Although I have easily maintained my title of Clueless Hot Mess Champion for many years, my parents still talk to me at times about various issues that frustrate them in their own lives.  Recently, technology entered the issue arena, and I don’t mean the ‘Hey will you see why my router isn’t working?’ kind of problem.  I’m referring to their individual affairs with the internet.  Not with people on the internet.  Just The Internet.

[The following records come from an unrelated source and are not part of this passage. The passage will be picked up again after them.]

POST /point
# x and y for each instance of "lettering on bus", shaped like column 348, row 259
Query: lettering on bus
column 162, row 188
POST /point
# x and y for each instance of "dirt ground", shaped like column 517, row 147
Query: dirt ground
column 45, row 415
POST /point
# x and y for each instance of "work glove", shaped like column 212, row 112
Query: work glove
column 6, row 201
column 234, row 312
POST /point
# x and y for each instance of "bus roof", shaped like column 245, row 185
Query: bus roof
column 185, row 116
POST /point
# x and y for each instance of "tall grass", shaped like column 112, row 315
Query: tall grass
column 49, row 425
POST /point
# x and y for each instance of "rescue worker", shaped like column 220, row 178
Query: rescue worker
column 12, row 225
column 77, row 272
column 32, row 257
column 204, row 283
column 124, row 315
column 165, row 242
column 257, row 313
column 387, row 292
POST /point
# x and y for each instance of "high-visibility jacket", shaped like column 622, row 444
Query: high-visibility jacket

My mother gets her feelings hurt whenever she and my dad are hanging out together and he gets lost in the world of Facebook.  My father, on the other hand, feels like my mother can’t be around him without having to bring Google into the conversation.

They don’t use these words, but what I hear them both saying is that they feel sad when the other person in the room might as well be anywhere else since they certainly aren’t focused on each other.  They are hurt and mad when that happens.  But more than anything, they feel lonely.

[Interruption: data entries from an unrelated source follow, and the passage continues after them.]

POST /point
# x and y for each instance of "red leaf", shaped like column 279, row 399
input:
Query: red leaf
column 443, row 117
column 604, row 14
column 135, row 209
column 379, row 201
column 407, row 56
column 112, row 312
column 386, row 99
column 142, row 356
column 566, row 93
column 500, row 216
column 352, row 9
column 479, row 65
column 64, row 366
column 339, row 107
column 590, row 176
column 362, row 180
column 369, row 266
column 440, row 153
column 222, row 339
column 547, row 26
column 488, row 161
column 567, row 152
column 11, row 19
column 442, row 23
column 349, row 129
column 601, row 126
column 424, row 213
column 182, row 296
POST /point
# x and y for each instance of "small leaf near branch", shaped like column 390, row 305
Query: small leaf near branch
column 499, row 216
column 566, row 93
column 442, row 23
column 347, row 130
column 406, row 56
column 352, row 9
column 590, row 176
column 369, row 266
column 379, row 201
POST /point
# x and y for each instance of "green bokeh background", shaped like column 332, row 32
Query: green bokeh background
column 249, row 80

So I suggested to my father that maybe it would be nice for them to carve out a couple of hours once a week for a date night just for the two of them.  No friends.  No kids.  No phones.  He was very supportive of the idea of a date night, but responded with a serious hard pass when I added that they should leave the phones at home during those dates.  “What if … called???”  (… represents a list of people but only one warrants a must answer call and that would be my sister who is 11 months pregnant – possibly a little less than 11 months given that she is not growing a llama)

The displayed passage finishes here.